Patient compliance with ocular drops is often a significant challenge for glaucoma care. But there isn’t one simple fix; factors affecting compliance may encompass everything from education and income levels to systemic health challenges and availability of support persons. Among these variables, access to and affordability of medications often presents a significant burden to patients. In a recent cross-sectional study, researchers analyzed responses from the 2016-2017 National Health Interview Survey to determine the rates of cost-related non-adherence to medications among US adults with glaucoma to determine if the participants with glaucoma had more cost-related medication non-adherence than those without glaucoma.

In addition to those who couldn’t afford a prescription medication, respondents said they employed these measures to save money:

  • Took less medicine
  • Delayed filling a prescription
  • Asked doctor for lower cost medication
  • Bought prescription drugs from another country
  • Used alternative therapies

In their analysis, the researchers found that survey participants with glaucoma reported that they couldn’t afford a prescribed medication more frequently than participants without glaucoma (8.2% vs. 6.4%). Those with glaucoma also said they had greater cost-related barriers to medication access.

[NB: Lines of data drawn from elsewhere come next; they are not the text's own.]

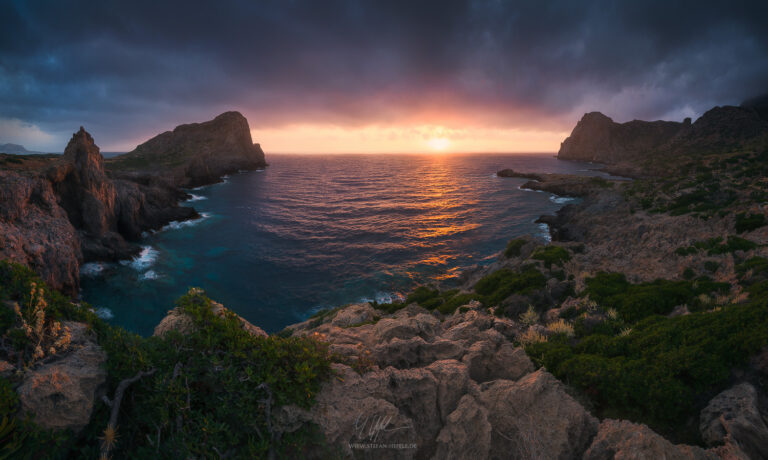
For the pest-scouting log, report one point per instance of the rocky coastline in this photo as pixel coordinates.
(639, 332)
(59, 212)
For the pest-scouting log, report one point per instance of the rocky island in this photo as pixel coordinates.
(641, 331)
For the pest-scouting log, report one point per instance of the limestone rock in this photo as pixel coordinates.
(734, 416)
(623, 440)
(488, 362)
(197, 153)
(535, 418)
(61, 394)
(177, 320)
(466, 434)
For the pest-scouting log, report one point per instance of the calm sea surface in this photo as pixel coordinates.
(314, 231)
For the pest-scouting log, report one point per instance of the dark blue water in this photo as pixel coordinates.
(314, 231)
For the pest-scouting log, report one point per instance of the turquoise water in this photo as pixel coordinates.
(316, 231)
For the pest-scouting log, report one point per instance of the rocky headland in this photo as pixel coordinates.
(194, 154)
(60, 211)
(639, 332)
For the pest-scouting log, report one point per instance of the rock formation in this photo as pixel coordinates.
(62, 394)
(197, 153)
(73, 212)
(598, 138)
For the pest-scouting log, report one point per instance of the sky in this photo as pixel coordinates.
(370, 76)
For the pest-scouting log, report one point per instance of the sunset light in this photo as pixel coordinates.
(439, 144)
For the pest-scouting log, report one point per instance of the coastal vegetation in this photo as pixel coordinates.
(211, 387)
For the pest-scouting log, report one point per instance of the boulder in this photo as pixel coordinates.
(177, 320)
(624, 440)
(61, 394)
(466, 434)
(487, 362)
(535, 418)
(734, 416)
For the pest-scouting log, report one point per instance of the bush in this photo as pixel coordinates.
(748, 222)
(657, 373)
(551, 255)
(637, 301)
(499, 285)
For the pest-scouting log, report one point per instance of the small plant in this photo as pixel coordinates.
(561, 327)
(551, 255)
(37, 335)
(531, 337)
(513, 247)
(530, 317)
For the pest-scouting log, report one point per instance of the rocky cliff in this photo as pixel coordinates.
(598, 138)
(197, 153)
(55, 218)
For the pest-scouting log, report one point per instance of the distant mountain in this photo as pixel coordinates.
(16, 149)
(641, 143)
(195, 154)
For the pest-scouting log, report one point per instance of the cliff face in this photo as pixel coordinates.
(72, 212)
(598, 138)
(197, 153)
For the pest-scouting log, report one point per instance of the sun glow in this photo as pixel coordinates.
(439, 144)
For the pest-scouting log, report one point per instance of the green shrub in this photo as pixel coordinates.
(658, 373)
(502, 283)
(513, 247)
(748, 222)
(637, 301)
(551, 255)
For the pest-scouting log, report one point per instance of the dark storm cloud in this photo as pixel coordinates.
(129, 69)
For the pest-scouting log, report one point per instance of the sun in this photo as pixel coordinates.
(439, 143)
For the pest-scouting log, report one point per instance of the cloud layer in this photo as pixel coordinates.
(127, 70)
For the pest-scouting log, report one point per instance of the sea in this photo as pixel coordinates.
(317, 231)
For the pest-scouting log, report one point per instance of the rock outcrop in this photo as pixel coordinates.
(61, 394)
(197, 153)
(71, 212)
(177, 320)
(598, 138)
(734, 417)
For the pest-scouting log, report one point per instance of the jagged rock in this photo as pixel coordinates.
(197, 153)
(413, 352)
(734, 416)
(83, 188)
(466, 434)
(487, 362)
(352, 409)
(598, 138)
(35, 231)
(452, 382)
(354, 315)
(623, 440)
(61, 394)
(177, 320)
(535, 418)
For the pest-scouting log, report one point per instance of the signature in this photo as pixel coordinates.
(371, 426)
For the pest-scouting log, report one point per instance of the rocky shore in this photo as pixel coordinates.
(57, 213)
(639, 332)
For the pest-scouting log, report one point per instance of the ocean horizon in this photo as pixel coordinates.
(318, 231)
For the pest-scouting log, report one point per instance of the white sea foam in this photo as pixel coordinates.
(92, 269)
(560, 199)
(144, 260)
(149, 275)
(175, 225)
(196, 197)
(104, 313)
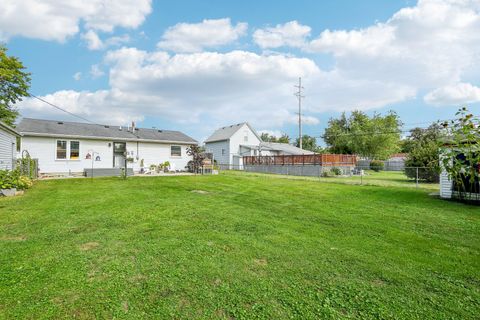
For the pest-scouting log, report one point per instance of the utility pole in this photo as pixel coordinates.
(299, 95)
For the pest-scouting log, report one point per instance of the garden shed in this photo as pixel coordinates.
(466, 187)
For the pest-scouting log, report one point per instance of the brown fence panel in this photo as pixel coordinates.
(317, 159)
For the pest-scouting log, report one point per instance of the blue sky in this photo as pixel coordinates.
(198, 65)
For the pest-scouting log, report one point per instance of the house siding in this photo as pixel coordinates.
(216, 149)
(8, 149)
(44, 149)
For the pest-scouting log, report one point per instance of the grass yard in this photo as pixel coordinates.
(236, 246)
(382, 178)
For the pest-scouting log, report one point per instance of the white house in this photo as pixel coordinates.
(8, 146)
(229, 144)
(71, 147)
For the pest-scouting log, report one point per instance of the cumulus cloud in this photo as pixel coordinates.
(419, 48)
(290, 34)
(223, 88)
(57, 20)
(194, 37)
(96, 71)
(454, 95)
(423, 48)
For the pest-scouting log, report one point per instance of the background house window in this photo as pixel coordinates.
(176, 151)
(74, 150)
(61, 149)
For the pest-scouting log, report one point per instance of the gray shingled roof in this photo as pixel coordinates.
(37, 127)
(227, 132)
(6, 127)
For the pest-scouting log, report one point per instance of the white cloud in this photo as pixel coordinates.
(194, 37)
(454, 95)
(96, 72)
(93, 40)
(95, 43)
(419, 48)
(290, 34)
(224, 88)
(57, 20)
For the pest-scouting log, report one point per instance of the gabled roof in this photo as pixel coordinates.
(52, 128)
(9, 129)
(226, 133)
(276, 146)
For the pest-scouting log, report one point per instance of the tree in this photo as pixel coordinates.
(375, 137)
(308, 143)
(422, 146)
(461, 157)
(14, 85)
(284, 139)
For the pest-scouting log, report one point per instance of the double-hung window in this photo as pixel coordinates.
(74, 150)
(176, 151)
(67, 150)
(61, 149)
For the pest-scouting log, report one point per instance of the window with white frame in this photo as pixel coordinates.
(67, 150)
(62, 149)
(74, 150)
(176, 151)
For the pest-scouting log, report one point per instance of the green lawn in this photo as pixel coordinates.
(236, 246)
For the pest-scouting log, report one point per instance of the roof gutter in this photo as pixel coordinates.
(49, 135)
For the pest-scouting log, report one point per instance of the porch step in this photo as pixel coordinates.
(106, 172)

Based on their review, the researchers recommended that providers be aware of these findings when prescribing medication for their glaucoma patients and consider the impact of medication cost on the patient’s ability to adhere to therapy.

Gupta D, Ehrlich JR, Newman-Casey PA, et al. Cost-related medication non-adherence in a nationally representative U.S. population with self-reported glaucoma. Ophthalmology. August 21, 2020. [Epub ahead of print].